This document describes the layout of data on the disk drive for a ChromiumOS device and the process by which the OS is booted.
Goals for the drive partitioning scheme are as follows:
Goals for the boot process are as follows:
ChromiumOS is essentially a specially-tailored GNU/Linux distribution. We want to make as few modifications to the upstream kernel as possible, ideally none. But as with any other GNU/Linux system, the pre-kernel boot process is unavoidably dependent on the hardware, BIOS, and bootloader.
Both ARM and (recent) x86 devices use U-Boot as their bootloader. On x86 we use Coreboot to set up RAM and load U-Boot. You can find an overview of the verified boot process in the U-Boot Porting Guide. U-Boot still uses the EFI partition table described below.
Legacy boot for x86 Linux has three steps:
Legacy BIOSes will continue to boot ChromiumOS from the MBR. The ChromiumOS build process places GPT-aware boot sector code from syslinux in the MBR. That code can specify one GPT partition to boot, indentified by a matching UniquePartitionGUID field in the Partition Entry Array. We use partition 12 for this purpose. The second-stage syslinux bootloader is installed on that partition, along with its corresponding config file (/syslinux/syslinux.cfg). We have a tool and scripts that can change the boot partition GUID in the MBR when we need to select an alternate boot path.
Virtualized systems (vmware, qemu, etc.) typically have their own legacy BIOS implementations and will use this method to boot ChromiumOS images.
The Extensible Firmware Interface is a BIOS replacement originally developed by Intel® for its Itanium® systems and later expanded to include x86 and other architectures. While not enthusiastically embraced by the Linux kernel developers, it offers some advantages over legacy BIOS and is becoming more widely used, especially for 64-bit x86 systems.
EFI BIOS boots like this:
The ChromiumOS build process creates an EFI System Partition (partition 12) and installs a 64-bit version of grub2 as the bootloader (/efi/boot/bootx64.efi), along with its config file (/efi/boot/grub.cfg). 64-bit EFI BIOSes will use this bootloader. It is possible to also install a 32-bit bootloader in the same partition, but we currently do not do that. To change the boot partition, we just need to edit the grub.cfg file. Note that different EFI BIOSes may have different requirements for the pathname of the bootloader.

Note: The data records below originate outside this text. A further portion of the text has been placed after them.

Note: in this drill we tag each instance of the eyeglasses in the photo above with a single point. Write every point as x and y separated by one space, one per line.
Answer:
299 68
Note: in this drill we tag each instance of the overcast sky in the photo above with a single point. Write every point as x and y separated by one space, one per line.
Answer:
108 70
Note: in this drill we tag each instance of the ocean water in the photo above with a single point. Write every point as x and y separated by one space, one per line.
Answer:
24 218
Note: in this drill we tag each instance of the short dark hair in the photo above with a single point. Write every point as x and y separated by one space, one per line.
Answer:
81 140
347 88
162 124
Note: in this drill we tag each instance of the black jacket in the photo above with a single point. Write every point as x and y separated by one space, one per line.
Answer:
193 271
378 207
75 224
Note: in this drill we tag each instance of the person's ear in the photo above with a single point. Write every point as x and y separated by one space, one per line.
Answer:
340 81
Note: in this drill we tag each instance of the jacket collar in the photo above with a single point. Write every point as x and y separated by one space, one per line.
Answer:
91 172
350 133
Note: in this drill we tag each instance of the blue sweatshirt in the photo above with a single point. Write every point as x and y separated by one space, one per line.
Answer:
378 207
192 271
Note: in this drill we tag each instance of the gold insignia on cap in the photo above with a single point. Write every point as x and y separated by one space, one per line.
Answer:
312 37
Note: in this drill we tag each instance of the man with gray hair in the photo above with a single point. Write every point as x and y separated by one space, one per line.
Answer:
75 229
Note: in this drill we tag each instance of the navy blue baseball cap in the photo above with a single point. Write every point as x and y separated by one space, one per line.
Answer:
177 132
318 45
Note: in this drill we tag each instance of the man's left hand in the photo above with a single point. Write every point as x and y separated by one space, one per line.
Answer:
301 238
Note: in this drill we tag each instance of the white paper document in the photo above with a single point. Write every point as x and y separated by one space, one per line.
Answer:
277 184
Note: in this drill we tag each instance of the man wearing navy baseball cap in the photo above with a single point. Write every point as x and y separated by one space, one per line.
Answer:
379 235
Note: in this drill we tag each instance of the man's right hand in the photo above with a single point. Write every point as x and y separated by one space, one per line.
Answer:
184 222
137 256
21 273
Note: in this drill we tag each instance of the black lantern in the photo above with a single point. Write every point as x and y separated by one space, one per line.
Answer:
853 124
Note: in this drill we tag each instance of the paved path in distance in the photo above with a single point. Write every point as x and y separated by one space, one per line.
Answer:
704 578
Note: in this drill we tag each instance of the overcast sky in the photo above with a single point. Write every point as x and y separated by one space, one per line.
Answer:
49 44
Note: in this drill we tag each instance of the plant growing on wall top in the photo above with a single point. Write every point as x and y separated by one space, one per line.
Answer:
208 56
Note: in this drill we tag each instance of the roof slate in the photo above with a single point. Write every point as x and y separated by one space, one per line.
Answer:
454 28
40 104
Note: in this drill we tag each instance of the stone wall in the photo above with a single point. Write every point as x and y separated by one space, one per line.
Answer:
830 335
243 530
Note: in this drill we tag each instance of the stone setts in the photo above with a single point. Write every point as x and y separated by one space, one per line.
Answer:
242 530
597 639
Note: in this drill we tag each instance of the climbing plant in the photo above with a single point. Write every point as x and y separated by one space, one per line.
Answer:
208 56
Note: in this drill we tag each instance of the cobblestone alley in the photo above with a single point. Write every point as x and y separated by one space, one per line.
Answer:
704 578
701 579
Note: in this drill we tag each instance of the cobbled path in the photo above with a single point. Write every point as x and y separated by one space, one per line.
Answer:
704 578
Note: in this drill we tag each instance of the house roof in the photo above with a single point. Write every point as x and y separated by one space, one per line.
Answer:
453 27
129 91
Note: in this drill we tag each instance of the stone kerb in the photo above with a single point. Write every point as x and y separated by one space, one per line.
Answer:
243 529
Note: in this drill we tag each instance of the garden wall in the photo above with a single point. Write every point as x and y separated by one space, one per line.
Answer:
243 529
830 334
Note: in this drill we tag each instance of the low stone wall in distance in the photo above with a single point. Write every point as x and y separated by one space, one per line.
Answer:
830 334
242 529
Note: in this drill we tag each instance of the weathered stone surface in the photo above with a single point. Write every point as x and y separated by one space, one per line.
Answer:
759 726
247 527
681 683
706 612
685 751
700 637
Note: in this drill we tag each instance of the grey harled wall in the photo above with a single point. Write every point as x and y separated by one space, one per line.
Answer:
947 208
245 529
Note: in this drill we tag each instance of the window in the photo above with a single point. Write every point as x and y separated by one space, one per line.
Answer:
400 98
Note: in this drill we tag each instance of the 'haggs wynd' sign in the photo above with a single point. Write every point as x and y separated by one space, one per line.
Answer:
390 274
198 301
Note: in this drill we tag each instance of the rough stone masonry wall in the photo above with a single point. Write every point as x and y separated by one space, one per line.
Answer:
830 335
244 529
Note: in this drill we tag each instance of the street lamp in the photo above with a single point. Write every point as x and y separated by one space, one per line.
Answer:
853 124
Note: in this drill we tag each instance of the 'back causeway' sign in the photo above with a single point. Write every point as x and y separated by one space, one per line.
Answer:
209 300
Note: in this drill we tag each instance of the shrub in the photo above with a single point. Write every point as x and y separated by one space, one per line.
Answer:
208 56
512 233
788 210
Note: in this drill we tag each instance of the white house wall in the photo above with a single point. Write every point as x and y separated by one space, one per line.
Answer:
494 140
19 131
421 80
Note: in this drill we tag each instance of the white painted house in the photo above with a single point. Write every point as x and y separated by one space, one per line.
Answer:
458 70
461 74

Most EFI BIOSes contain a “Compatibility Support Module” component which makes them act like legacy BIOSes, so they may boot either way.
Google ChromeOS devices (x86/x86_64/arm) have custom BIOSes that use yet another boot method to ensure that the user is running only the bits that are intended. Instead of a separate bootloader and kernel, there is one binary blob contained in its own GPT partition. That blob is cryptographically signed and the signature is verified before booting. Under normal conditions, the process is:
The ChromiumOS build process creates signed kernel images needed by the ChromeOS BIOS and installs them in their own partitions. They are signed with test keys that are found in the source tree. Official releases will of course be signed with private Google keys.
For any booting (x86) configuration, there are at least three separate kernels (along with their command lines) on the disk image. Legacy BIOS will use syslinux, which uses its own copy of the chosen kernel that‘s kept in partition 12. EFI BIOSes will use /boot/vmlinuz from the target rootfs. ChromeOS BIOS uses the signed kernel embedded in its own partition. Our build and update process is carefully crafted to try to keep all three of these kernels in sync. However, if you’re fiddling with the kernel and commandline, you may find that your changes are being ignored. This is usually an indication that you‘re modifying the wrong one. In /proc/cmdline, you should see one of the strings “cros_legacy”, “cros_efi”, or “cros_secure”. These identify which method the kernel used to boot (and that’s all they do - we don't use them for any run-time decisions AFAIK).
Bootable ChromiumOS drives (removable or not) share a common drive format. In the discussion that follows, “sector” refers to a 512-byte disk sector, addressed by its Logical Block Address (LBA). Although the UEFI specs allow for disk sectors of other sizes, in practice 512 bytes is the norm. We do not use the old Cylinder-Head-Sector addresses at all.
The master boot record is the first sector on the hard drive (LBA 0). As mentioned above, legacy BIOSes will boot from this sector.
To protect the GUID partitions on the drive from legacy OSes, the MBR partition table normally contains a single partition entry of type 0xEE, filling the entire drive.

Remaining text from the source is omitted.